Whichever you choose will depend largely on which tastes better to you. Coke Zero has been said to taste more like regular Coke, but some people feel differently and even prefer Diet Coke over regular Coke.

Summary

The best choice will depend on your taste preferences. There are no significant differences nutritionally between Coke Zero and Diet Coke.

With the conflicting evidence surrounding artificial sweeteners, you may be wondering how you can get your fizzy fix while limiting your artificial sweetener intake.

Here are some ideas you can try:

  • Flavored waters. Calorie-free flavored waters can be refreshing and hydrating. Consider them as a healthy addition to your fridge or cooler.
  • Kombucha. This probiotic-filled beverage promotes healthy gut bacteria and is naturally fizzy due to the fermentation process. Most kombuchas have less sugar than regular sodas, but compare labels to ensure you’re not overdoing it on added sugars.
  • Probiotic sodas. Some brands of probiotic “soda” are similar to kombucha. They’re designed to taste similar to soda but have far less sugar. Their benefits are similar to those of kombucha due to the probiotics.
  • Stevia sodas. Several brands of fizzy drinks mimic popular soda flavors and contain no artificial sweeteners. Instead, these sodas use plant-based alternative sweeteners like stevia or monk fruit. They still taste similar to soda but have no sugar or artificial sweeteners.
  • Sparkling water. If it’s fizz you’re after rather than the sweetness, sparkling waters may come to your rescue. While they’re not always sweet, they still provide carbonation without any sugar or artificial sweeteners.
Summary

There are many alternatives to diet or zero sugar sodas. Kombucha, sparkling water, and sodas sweetened with plant-based alternative sweeteners are all similar in flavor without containing artificial sugars.

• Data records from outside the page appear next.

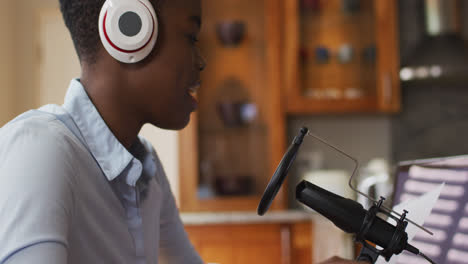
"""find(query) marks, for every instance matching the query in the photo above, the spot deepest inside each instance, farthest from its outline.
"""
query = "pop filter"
(280, 174)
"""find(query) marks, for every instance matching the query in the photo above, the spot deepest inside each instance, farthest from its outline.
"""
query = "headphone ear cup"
(128, 29)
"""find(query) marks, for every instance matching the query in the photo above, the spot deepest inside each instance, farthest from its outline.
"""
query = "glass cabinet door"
(341, 56)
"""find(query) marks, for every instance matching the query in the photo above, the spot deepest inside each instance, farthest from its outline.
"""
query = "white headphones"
(128, 29)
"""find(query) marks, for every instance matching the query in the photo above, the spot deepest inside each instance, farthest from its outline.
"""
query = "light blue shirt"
(62, 201)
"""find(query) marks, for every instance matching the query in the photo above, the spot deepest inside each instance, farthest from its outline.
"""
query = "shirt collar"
(110, 154)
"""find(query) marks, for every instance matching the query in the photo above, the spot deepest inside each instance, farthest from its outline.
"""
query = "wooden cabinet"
(237, 137)
(274, 243)
(341, 56)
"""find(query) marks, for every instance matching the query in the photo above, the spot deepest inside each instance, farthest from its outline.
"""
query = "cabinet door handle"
(387, 89)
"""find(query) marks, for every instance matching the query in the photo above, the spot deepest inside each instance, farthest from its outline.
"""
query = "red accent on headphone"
(122, 50)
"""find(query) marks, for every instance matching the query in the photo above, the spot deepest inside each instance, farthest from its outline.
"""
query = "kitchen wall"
(364, 137)
(33, 72)
(7, 101)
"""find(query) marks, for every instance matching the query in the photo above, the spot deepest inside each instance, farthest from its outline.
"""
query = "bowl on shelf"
(233, 185)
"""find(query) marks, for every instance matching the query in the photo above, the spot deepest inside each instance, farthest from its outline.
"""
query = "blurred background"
(385, 80)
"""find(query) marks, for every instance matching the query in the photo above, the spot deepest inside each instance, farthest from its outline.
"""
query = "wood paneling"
(254, 150)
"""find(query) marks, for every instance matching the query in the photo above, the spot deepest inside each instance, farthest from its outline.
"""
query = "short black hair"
(81, 18)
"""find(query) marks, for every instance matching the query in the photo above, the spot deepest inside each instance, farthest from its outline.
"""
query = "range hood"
(442, 55)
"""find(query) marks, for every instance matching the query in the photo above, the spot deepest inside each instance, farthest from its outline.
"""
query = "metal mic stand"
(370, 253)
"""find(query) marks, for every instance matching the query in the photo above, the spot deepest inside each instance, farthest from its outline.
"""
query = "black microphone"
(349, 216)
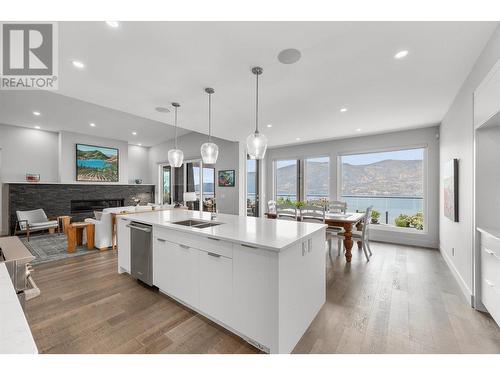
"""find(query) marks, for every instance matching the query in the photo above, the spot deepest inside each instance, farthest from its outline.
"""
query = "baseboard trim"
(469, 297)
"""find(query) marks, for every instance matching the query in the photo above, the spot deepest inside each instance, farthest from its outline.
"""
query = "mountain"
(386, 177)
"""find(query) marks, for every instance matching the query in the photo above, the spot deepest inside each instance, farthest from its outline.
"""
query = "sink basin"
(200, 224)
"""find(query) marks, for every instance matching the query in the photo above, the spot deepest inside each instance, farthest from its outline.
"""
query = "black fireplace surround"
(76, 200)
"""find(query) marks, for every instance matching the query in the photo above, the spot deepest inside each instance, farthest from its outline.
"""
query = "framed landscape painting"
(226, 178)
(96, 163)
(450, 189)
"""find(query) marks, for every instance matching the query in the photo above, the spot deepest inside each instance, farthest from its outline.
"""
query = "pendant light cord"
(209, 118)
(257, 105)
(176, 128)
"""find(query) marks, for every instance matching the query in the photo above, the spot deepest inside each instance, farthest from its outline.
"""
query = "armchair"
(33, 221)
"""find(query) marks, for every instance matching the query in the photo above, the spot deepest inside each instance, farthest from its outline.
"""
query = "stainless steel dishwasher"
(141, 252)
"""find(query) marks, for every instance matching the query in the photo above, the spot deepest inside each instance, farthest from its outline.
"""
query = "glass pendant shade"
(256, 146)
(175, 158)
(209, 153)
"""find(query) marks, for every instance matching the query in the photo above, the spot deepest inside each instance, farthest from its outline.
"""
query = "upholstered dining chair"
(34, 221)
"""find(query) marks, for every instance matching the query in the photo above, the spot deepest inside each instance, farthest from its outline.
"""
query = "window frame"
(425, 178)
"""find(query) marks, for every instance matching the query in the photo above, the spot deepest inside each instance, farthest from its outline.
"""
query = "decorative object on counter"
(175, 156)
(226, 178)
(209, 150)
(189, 198)
(96, 163)
(32, 177)
(257, 142)
(450, 189)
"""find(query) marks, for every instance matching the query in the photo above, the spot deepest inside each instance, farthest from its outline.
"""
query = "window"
(305, 179)
(286, 177)
(252, 187)
(392, 182)
(317, 179)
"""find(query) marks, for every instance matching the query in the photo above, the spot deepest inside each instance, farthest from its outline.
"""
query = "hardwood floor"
(404, 300)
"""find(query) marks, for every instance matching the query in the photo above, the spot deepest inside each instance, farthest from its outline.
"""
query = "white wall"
(457, 142)
(138, 164)
(67, 147)
(418, 137)
(227, 197)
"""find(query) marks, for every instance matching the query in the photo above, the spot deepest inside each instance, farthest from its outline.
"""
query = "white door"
(216, 286)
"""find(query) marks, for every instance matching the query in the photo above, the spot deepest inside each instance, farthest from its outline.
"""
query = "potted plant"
(375, 216)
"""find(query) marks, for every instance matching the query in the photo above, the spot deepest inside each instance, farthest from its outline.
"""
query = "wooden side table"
(64, 222)
(75, 235)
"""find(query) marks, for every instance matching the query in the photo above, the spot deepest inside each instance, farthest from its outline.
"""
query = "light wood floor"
(404, 300)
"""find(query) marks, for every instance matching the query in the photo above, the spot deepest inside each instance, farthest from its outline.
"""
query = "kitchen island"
(262, 279)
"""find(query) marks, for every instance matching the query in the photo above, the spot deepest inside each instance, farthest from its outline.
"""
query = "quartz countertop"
(15, 333)
(269, 234)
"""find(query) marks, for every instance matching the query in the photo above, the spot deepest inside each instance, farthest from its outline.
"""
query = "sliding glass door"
(253, 187)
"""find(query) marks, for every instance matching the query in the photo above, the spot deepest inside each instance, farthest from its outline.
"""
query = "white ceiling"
(58, 112)
(142, 65)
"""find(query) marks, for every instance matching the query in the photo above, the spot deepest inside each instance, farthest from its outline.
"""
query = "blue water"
(93, 163)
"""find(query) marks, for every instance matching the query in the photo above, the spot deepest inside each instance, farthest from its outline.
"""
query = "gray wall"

If you want to limit added sugars, sodas made with artificial sweeteners — like Diet Coke and Coke Zero — may seem like a good choice.

While some of the artificial sweeteners in these two drinks have faced controversy over their potential negative health effects, consuming either beverage in moderation should not be a concern, especially when compared with the negative effects of their sugar-laden alternative.

Coke Zero and Diet Coke are essentially the same nutritionally. They differ mostly in their flavor.

If you decide you want to limit added sugars and non-nutritive sweeteners, kombucha or a probiotic soda may be good alternatives.